A new economic formula was introduced to South Korea, Indonesia and Malaysia, free markets. If they liberalised their economies and used the now discredited Laffer curve i.e. limited taxation for the rich and were attractive to foreign investors, wealth would trickle down and they too could have the good life and poverty would be a thing of the past.

So they followed the rules of marketization; they stream lined the fat (i.e. cut public spending), opened up their markets to that thing Mr Mnangagwa has become enslaved by “Foreign investment”. Their leaders’ job – yes including the brutal Suharto of Indonesia who had risen to power through a patronage system which became impossible to get rid of when the East Asian crisis occurred – he too was trying very hard not to “scare the foreign investors” away.

However, power is a curious thing. As money poured into the countries and big companies and banks moved in, it seemed they had never had it so good. Consumer spending increased exponentially and, eventually, national and individual debts began to rise. Overvalued condominiums in Bangkok, which no one lived in suddenly, became investment properties and the biggest real estate bubble began.

The first country that experienced the first economic crush was Thailand and thereafter it was a domino effect, South Korea followed and then Malaysia. The heart breaking images of South Korean housewives queuing with their last dollars to save their country is an image that most Koreans will never forget.

When the contagion got to Indonesia, Suharto refused to bow down to the IMF but eventually he had no choice. Watched over by the IMF, he signed the IMF deal and for a while it appeared as if the problem had been solved. However, the IMF dollars had simply been shuffled off to pay foreign investors who were quickly evacuating the country. Within a year, the Indonesian currency lost 80% of its value and the taxpayers were left to pick up the tab and the real wealth of those countries had been devoured.

At the time, this phenomenon was blamed on the fact that, Asian economies were “not western enough”. However, soon after, Tiger countries took hard measures and said “never again”!! They began implementing stringent measures and swore never again to be beholden to the global financial institutions.

These are lessons we haven’t learnt based on the man I currently follow like a hawk, Patrick Chinamasa. I follow him largely because a couple of years ago the EU said “the Zimbabwean establishment knows what to do to come out from the cold”; knowledge the state hasn’t told us about but they are happy to communicate with the EU (maybe it’s a matter for the senior politicians just like Mpoko’s one-year hotel bill) lol!

By the way, we are still waiting for Patrick to tell us what exactly he signed up to in Lima, Peru, in part, because since his return, the Economist (the Neoliberal bible) has suddenly started to tell us to give him a chance! There would be no need for IMF loans if you had implemented real governance structural change not these soft coup d’états that they do; and they all know this which is what’s mind-boggling.

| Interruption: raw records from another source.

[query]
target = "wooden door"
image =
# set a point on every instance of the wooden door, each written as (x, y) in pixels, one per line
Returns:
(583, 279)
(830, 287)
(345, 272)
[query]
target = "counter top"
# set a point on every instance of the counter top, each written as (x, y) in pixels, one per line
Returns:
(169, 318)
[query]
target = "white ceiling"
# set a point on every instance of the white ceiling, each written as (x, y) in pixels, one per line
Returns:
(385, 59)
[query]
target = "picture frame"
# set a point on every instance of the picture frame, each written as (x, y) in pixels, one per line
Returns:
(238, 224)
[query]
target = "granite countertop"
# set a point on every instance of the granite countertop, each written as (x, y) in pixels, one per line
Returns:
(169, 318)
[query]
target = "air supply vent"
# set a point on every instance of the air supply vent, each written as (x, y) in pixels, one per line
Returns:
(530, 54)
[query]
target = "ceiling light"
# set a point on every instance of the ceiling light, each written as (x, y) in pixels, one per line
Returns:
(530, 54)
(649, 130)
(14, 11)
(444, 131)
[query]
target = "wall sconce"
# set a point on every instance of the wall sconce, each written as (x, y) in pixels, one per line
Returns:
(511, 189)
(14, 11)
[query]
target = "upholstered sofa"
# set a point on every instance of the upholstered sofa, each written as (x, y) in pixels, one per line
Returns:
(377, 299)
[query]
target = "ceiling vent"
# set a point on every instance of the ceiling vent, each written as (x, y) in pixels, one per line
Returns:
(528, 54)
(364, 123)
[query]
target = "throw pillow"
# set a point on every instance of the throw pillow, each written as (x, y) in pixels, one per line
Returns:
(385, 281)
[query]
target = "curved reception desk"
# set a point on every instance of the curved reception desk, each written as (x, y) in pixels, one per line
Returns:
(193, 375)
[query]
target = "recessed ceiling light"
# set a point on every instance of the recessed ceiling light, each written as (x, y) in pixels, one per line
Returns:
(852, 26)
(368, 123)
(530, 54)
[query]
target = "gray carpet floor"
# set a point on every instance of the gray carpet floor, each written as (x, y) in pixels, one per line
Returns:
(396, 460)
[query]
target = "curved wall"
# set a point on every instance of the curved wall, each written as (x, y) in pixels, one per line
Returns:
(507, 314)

To me Chinamasa a.k.a the “formidable diplomat according to Mr Mnangagwa” (lol!) appears answerable to global financiers and not to Zimbabweans. What’s he doing aside from going to global finance conferences, political posturing and waving a flag?

Since 2013 the economy has less liquidity; at the same time the economy has deflated and he has confusing fiscal policies which change daily. What’s ironic is, the ghost workers on the civil service payroll existed when he was Justice Minister – then they were an important political tool at the expense of all of us.

So, Mr Mnangagwa, it’s bad enough that you and your Gangster G-40 group have turned us into a real life laboratory for what happens to a society in distress and experiencing hyper-inflation. You steal food from our families’ mouths, terrorise us and put on spectacles when we actually don’t have the money for these endless rallies which are a huge source of embarrassment to the country and tarnish our image in the eyes of other Africans.

Your policies will externalise an entire economy, increase inequality and greed will flourish and become uncontrollable. Already we a society of envy.

Chiyangwa’s videos speak more about the value system you have created!